I make work that is self-structured. I paint a scene that gives my account, sometimes through fable, sometimes through fact. I use metaphors and symbols – not as some perverse puzzle that I seek pleasure in posing – but to quietly breed something unexpected. My most recent paintings are manufactured through trials and tickles that frame up my personalized street-smarts codex (clout, grind, squid-inking, impotence, layaway, racket…). Each of these is a keystone, which serves as a perverse umbrella that presides over the painting. Side components support the main star(s) through somewhat common associations. The multiples (arrowheads, coins) represent mobilization. They fly away or towards their targets in overactive arches. They are alive, but are essentially agents for the uses of others. The second fiddles (millipedes, figure on a hook) sit on guard, tracing those movements. They are gestures, not bold enough to act, but ultimately more potent as figures for change, or icons.

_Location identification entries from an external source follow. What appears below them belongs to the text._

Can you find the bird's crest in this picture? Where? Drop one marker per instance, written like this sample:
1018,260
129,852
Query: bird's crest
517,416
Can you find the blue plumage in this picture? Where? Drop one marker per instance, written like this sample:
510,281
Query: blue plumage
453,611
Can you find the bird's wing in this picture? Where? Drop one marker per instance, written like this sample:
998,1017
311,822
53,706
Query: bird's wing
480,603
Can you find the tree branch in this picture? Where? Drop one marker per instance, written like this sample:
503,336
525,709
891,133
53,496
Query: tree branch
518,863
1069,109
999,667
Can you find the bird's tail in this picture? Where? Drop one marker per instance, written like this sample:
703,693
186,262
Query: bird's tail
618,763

The starring roles are played by boogers. There were booger dances once. Crashing down upon every social gathering the tsu’nigadu’li, or ‘many persons’ faces covered over,’ would force vigilance upon their tribe through choreographed chaos. The existence of this ritual was new information to me, but the intent was something that I have always promoted within myself. I welcome the crow that strikes at me at the moment of peak happiness. I leave my windows open for it because I do not want to get too comfortable; it is prudent to stay mindful. My Cherokee ancestors employed these dancers to don their masks and hassle the tribe as a reminder of impending distresses. I revere the booger masks in my paintings for the same reason.

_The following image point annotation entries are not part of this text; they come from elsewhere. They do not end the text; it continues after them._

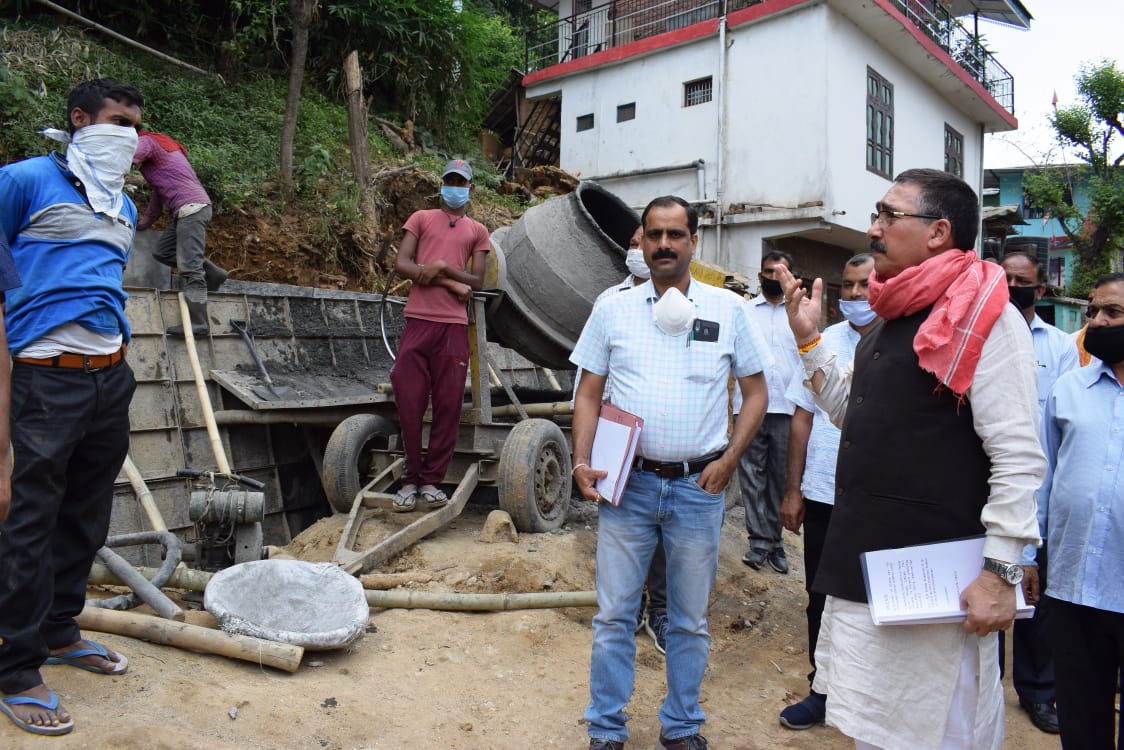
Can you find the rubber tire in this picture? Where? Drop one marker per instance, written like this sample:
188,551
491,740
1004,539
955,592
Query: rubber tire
346,458
533,479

It is simultaneously destructive and constructive, an Amor fati. The booger mask is an exemplary emblem of my ideal street-smart model. Each infraction or exaltation enacted by or upon me is a lesson fertile for future use, and for the strengthening of capability muscle (grit). Utilizing each experience gifts another notch to sculpt into an arrowhead, or an imprint to pound into the facade of my own mask. Or, I suppose, a squirt of cad red for my next painting. But ultimately, it is belief in what I already have.